The object of the present invention a process for the removal of aromatic hydrocarbons, such as benzene, toluene, ethyl benzene and xylene (BTX) and aliphatic hydrocarbons having 4 carbon atoms or more (C4+) from a lean acid gas containing CO2 and less than 20 mol. % of H2S, which process comprises:
a) contacting the lean acid gas stream (1) with a H2S-selective liquid absorbent solution (29) in a first absorption zone (2) to produce a gas stream depleted in H2S (3) and containing CO2, aromatic hydrocarbons and C4+ aliphatic hydrocarbons, and an absorbent solution enriched in H2S (4), also containing co-absorbed C4+ aliphatic hydrocarbons, aromatic hydrocarbons and CO2,
b) introducing the absorbent solution enriched in H2S (4) into a non-thermic stripping zone (8) where it is contacted with a stripping gas stream (7), preferably fuel gas, to obtain an absorbent solution depleted in C4+ aliphatic hydrocarbons and aromatic hydrocarbons (9) and containing H2S and CO2 and a stripping gas stream enriched in aromatic hydrocarbons and C4+ aliphatic hydrocarbons (10), also containing H2S and CO2,
c) contacting the stripping gas stream enriched in aromatic hydrocarbons and C4+ aliphatic hydrocarbons (10), also containing H2S and CO2 obtained in step b) with a H2S-selective liquid absorbent solution (28) in a second absorption zone (12) to obtain a stripping gas stream depleted in H2S and containing aromatic hydrocarbons, C4+ aliphatic hydrocarbons and CO2 (13), and an absorbent solution enriched in H2S (14) also containing co-absorbed aromatic hydrocarbons, C4+ aliphatic hydrocarbons and CO2, said H2S-selective liquid absorbent solution being preferably identical to that used in step a),
d) introducing the absorbent solution depleted in C4+ aliphatic hydrocarbons and aromatic hydrocarbons (9) obtained in step b) into a desorption zone (16) wherein the H2S-selective liquid absorbent solution (17) is recovered and a lean acid gas containing H2S and CO2, depleted in C4+ aliphatic hydrocarbons and aromatic hydrocarbons (21) is produced.

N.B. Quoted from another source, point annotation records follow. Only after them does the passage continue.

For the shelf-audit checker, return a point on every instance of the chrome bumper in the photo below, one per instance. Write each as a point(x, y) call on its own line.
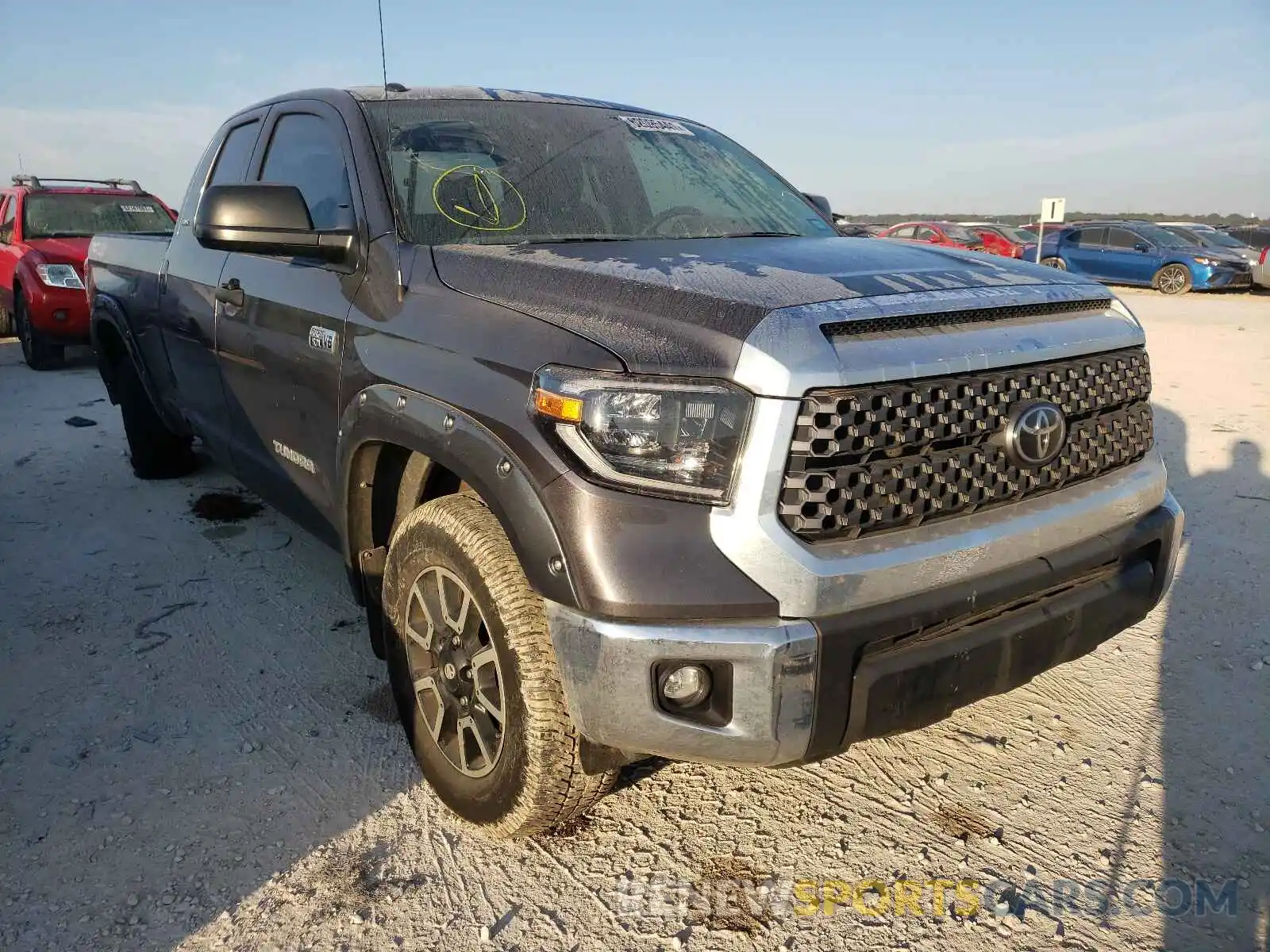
point(791, 677)
point(607, 681)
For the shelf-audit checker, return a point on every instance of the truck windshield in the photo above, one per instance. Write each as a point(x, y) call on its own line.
point(475, 171)
point(79, 215)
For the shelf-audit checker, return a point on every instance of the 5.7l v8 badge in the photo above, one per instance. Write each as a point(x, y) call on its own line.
point(323, 340)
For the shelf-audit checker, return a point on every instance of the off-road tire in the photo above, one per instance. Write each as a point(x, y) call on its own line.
point(537, 782)
point(156, 451)
point(1172, 279)
point(37, 352)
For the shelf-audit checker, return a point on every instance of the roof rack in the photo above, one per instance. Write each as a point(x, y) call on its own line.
point(33, 182)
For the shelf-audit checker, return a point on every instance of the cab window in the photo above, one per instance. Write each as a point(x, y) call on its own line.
point(8, 209)
point(235, 154)
point(305, 152)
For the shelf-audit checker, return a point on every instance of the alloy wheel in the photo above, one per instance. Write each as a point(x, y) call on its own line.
point(1172, 281)
point(455, 672)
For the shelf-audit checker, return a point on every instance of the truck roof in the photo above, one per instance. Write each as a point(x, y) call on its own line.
point(516, 95)
point(397, 93)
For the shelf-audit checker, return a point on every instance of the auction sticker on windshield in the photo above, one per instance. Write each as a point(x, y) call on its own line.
point(651, 124)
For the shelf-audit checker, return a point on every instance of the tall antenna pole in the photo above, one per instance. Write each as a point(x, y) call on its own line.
point(387, 152)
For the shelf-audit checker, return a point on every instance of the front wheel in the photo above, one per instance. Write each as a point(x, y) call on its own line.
point(38, 353)
point(156, 451)
point(475, 677)
point(1172, 279)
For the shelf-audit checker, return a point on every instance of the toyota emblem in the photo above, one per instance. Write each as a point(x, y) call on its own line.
point(1037, 435)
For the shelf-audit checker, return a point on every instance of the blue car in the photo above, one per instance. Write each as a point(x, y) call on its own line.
point(1141, 253)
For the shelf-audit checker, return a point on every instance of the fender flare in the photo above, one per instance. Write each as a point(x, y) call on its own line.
point(389, 414)
point(107, 310)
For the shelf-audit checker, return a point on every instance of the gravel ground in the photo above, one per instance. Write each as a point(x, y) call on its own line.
point(197, 748)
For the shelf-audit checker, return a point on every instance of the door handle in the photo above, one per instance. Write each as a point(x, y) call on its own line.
point(232, 294)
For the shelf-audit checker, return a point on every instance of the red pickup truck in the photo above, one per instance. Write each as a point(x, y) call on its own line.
point(44, 228)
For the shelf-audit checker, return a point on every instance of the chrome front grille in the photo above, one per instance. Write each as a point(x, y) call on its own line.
point(891, 456)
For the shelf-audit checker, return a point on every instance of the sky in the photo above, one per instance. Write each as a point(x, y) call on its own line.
point(933, 106)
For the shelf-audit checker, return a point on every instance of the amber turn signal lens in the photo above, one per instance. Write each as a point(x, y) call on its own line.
point(558, 408)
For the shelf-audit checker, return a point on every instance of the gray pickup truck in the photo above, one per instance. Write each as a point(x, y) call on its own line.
point(628, 452)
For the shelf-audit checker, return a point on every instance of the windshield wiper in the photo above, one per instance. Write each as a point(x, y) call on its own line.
point(575, 239)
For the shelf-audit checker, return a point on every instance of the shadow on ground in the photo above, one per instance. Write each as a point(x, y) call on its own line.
point(1214, 700)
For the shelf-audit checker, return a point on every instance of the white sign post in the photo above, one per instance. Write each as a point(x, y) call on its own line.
point(1052, 211)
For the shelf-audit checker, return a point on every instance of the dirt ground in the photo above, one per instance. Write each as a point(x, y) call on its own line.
point(197, 748)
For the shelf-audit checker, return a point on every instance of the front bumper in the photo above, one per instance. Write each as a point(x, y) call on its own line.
point(806, 689)
point(57, 313)
point(1217, 278)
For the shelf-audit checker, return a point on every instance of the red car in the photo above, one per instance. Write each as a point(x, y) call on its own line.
point(44, 230)
point(937, 232)
point(1001, 239)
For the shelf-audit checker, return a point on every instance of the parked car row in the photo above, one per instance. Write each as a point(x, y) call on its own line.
point(1170, 257)
point(44, 230)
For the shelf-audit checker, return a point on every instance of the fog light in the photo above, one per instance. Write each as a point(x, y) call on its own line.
point(686, 685)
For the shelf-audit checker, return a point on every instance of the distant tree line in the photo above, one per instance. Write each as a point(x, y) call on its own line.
point(1210, 219)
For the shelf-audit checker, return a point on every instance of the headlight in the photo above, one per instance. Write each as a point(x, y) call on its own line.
point(660, 436)
point(1122, 308)
point(59, 276)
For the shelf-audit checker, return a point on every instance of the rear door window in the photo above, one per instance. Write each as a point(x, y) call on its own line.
point(1122, 239)
point(1089, 238)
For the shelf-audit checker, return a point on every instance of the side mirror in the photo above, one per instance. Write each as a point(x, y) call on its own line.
point(822, 205)
point(266, 220)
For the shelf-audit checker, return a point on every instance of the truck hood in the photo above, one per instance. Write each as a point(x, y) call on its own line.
point(686, 306)
point(70, 251)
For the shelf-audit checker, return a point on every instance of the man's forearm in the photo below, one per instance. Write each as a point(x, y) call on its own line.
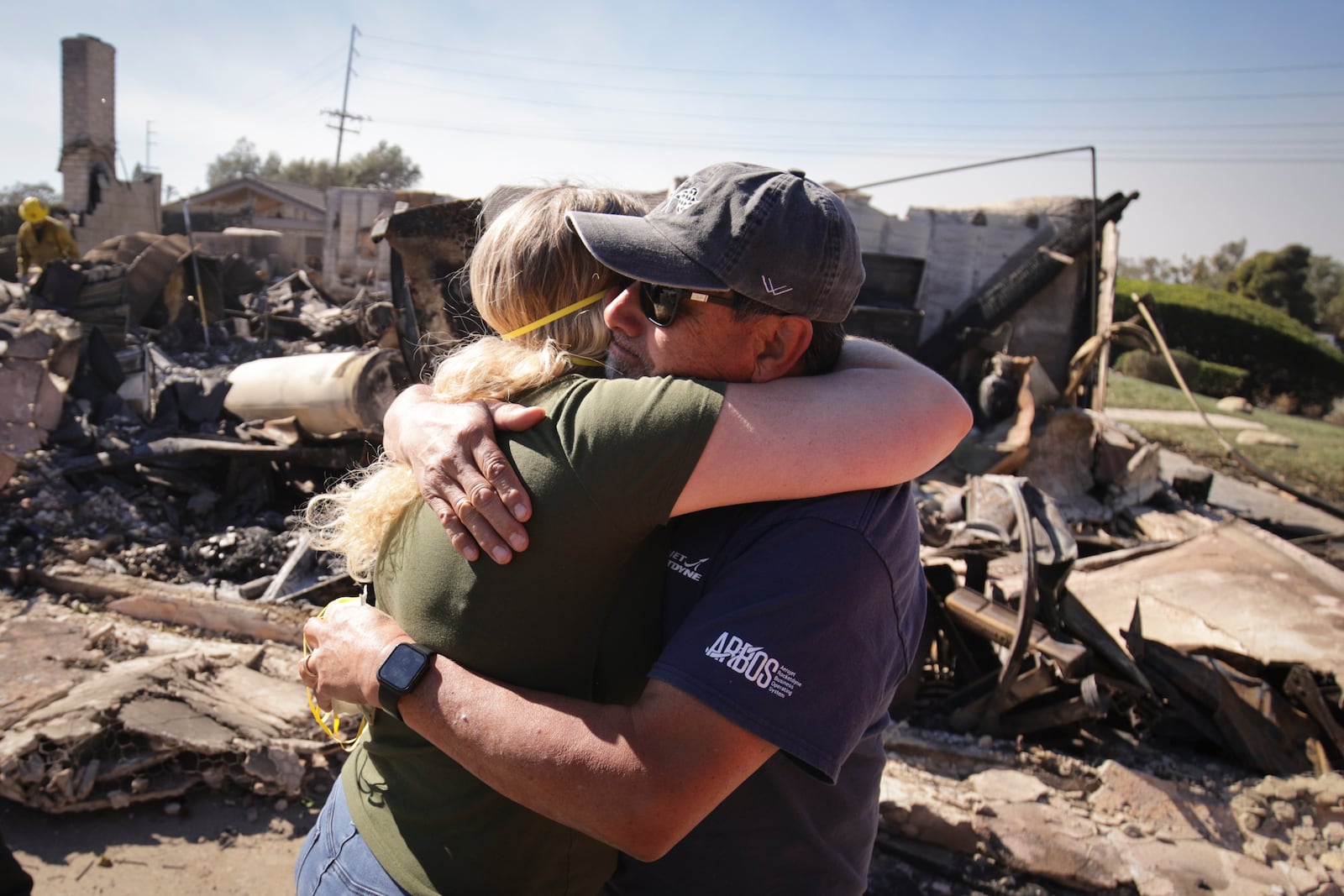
point(638, 778)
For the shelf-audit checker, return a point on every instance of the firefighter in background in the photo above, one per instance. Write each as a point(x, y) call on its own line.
point(42, 238)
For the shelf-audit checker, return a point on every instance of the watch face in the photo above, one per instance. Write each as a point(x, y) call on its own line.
point(402, 667)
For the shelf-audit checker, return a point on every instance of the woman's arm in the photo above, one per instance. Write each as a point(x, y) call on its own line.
point(879, 419)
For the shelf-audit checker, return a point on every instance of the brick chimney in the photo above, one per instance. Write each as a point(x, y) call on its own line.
point(89, 121)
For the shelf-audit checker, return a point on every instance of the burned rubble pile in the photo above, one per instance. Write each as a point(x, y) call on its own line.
point(1124, 689)
point(152, 472)
point(1166, 673)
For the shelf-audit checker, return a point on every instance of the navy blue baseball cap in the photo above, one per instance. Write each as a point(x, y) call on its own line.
point(768, 234)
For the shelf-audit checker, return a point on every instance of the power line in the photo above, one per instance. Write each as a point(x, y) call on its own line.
point(833, 123)
point(739, 96)
point(1153, 73)
point(343, 116)
point(774, 145)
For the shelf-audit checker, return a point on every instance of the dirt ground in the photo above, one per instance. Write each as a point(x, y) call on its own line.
point(218, 844)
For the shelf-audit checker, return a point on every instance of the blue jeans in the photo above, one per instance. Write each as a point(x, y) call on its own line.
point(336, 862)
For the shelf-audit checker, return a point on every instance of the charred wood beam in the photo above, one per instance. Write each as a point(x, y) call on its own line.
point(1005, 295)
point(336, 456)
point(192, 605)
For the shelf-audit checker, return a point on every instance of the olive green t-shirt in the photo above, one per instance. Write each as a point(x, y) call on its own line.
point(575, 614)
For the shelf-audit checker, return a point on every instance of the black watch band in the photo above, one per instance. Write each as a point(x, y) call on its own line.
point(400, 673)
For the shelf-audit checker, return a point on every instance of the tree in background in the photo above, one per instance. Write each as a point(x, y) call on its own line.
point(1278, 280)
point(1326, 284)
point(383, 167)
point(1210, 271)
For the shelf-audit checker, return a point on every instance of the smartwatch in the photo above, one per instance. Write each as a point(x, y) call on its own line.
point(400, 673)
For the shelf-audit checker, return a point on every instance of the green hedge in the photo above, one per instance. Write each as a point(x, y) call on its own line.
point(1222, 380)
point(1281, 355)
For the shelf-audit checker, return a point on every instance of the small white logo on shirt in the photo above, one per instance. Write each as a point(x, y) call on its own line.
point(678, 562)
point(753, 664)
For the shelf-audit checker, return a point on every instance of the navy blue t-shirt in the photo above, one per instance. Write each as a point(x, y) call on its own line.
point(796, 620)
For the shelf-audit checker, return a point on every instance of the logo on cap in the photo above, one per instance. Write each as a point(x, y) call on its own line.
point(685, 197)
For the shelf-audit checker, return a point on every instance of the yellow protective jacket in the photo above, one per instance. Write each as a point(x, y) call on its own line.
point(45, 242)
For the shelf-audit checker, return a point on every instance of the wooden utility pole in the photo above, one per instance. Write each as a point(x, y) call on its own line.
point(343, 116)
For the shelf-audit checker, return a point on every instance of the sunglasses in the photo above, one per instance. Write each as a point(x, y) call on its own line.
point(660, 304)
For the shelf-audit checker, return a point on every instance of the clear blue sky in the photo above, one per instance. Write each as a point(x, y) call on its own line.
point(1226, 116)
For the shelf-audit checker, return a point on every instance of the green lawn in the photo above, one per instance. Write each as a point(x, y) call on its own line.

The invention is also directed to a process for sulfur recovery from a lean acid gas containing CO2 and less than 20 mol. % of H2S, which process comprises:
i) pretreating the lean acid gas stream (1) for the removal of aromatic hydrocarbons and C4+ aliphatic hydrocarbons according to the above described process to obtain a lean acid gas depleted in C4+ aliphatic hydrocarbons and aromatic hydrocarbons (21) or (26),
ii) mixing at least part of the pretreated lean acid gas depleted in C4+ aliphatic hydrocarbons and aromatic hydrocarbons (21) or (26) with an oxygen containing gas, for example air, to obtain a gas stream containing both H2S and oxygen,
iii) optionally introducing part of the obtained lean acid gas depleted in aromatic hydrocarbons (21) or (26) and oxygen into a furnace to recover elemental sulfur,
iv) passing the lean acid gas depleted in C4+ aliphatic hydrocarbons and aromatic hydrocarbons recovered from step ii) and optionally step iii), after having optionally being preheated, into a catalytic reactor containing a catalyst system which catalyzes the direct oxidation of H2S with oxygen and/or the Claus reaction of H2S with sulfur dioxide (SO2) so as to recover a lean acid gas stream depleted in H2S and elemental sulfur.